Marico’s second-quarter fiscal 2016 revenue was up a modest 4% from last year's high base, while earnings moved up sharply by 27%. The India business recorded revenue growth of 4% and volume growth of 6% as the company took price cuts (of 6%) in its largest hair oil brand, Parachute, to remain competitive in a deflationary environment. As a result, the brand recorded value growth of 9% and volume growth of 11%. Growth in its international business (22% of sales) was muted at 2%, as sales in its largest market, Bangladesh (45% of international) declined by 11%. The company has taken an 8% price reduction in Bangladesh, where it holds 81% market share in hair oils. This should help fend off competition, and should begin to produce results in the second half of the year. We retain our estimates for 2016, including a target of 22% revenue growth from India, and 11% from international, as the price cuts already taken could help Marico recover momentum in the second half. We are, however, upgrading our fair value estimate for this narrow-moat stock by 5% to INR 380 per share as we adjust for the time value of money since our last fair value estimate update in June. The stock fell 8% in the past three months, and is now fairly valued (trading in the 3-star range).

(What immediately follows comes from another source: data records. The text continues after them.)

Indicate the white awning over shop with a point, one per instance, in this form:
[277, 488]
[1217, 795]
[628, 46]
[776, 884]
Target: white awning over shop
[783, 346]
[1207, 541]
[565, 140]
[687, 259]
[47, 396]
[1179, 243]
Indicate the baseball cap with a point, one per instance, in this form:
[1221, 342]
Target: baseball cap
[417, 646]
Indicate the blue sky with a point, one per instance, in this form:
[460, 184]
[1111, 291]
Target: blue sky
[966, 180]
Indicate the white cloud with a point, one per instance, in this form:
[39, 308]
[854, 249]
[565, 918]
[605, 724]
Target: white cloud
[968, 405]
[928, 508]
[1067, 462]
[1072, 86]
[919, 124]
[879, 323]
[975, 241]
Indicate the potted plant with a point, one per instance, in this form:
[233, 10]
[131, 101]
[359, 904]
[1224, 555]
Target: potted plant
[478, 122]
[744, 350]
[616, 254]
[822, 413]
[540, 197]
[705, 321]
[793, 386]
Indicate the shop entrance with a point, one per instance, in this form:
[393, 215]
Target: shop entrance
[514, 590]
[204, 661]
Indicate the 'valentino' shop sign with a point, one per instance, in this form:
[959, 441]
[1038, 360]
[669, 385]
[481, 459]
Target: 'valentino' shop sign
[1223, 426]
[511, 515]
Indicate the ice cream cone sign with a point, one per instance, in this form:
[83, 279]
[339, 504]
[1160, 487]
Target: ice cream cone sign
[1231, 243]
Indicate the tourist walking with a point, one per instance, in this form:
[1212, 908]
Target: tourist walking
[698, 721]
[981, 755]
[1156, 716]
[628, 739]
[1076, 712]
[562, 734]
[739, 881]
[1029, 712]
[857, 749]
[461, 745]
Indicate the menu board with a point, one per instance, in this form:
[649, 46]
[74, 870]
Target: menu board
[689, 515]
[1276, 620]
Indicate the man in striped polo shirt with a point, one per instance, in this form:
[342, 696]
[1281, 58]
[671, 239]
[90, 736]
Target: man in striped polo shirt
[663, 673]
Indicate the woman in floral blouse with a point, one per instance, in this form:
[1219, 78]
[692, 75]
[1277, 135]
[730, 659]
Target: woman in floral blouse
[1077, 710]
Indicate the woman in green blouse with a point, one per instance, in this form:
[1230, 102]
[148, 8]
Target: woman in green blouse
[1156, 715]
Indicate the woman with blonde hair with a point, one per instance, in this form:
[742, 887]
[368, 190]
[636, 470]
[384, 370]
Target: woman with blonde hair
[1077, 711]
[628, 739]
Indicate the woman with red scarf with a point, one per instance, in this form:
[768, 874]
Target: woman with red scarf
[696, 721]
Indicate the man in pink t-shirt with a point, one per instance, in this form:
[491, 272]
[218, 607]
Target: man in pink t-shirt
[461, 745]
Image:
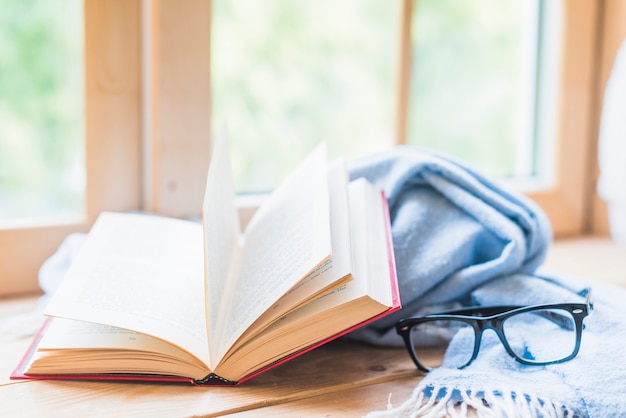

Marico reported first-half earnings per share of INR 6, in line with our 2016 forecast of 12 EPS. Our long-term forecast of 21% annual earnings growth over five years is unchanged; the numbers reflect EBIT margin expansion as the firm moves to higher-margin categories. We stick to our 17% EBITDA margin forecast for 2016, which Marico has already touched in the first half. Management revised its guidance to achieving 17% EBITDA for the year, versus 15%-16% previously. This matches our forecast, as the geographic segments of both India (EBITDA 17%) and international (EBITDA 16%) report healthy margins supported by gross margin expansion through commodity deflation (despite price cuts and advertising spends).
Management remains open to the possibility of growth through acquisitions, although it admits that it may have been a mistake to focus on the 'hypercompetitive' deodorants segment, instead of the high-margin hair gels and serum portfolio of the Paras brands that Marico acquired in February 2012. While we are impressed by this open admission by management, we think it would be wise for them to focus on their existing products and not to undertake further acquisitions at the moment. The Indian mergers and acquisitions market remains heated, with the most recent consumer deal (of Kesh King, an Ayurvedic solution for hair falling out) going at 5.5 times sales to competitor Emami in June 2015. Overall, we believe Marico is a Standard allocator of shareholder capital.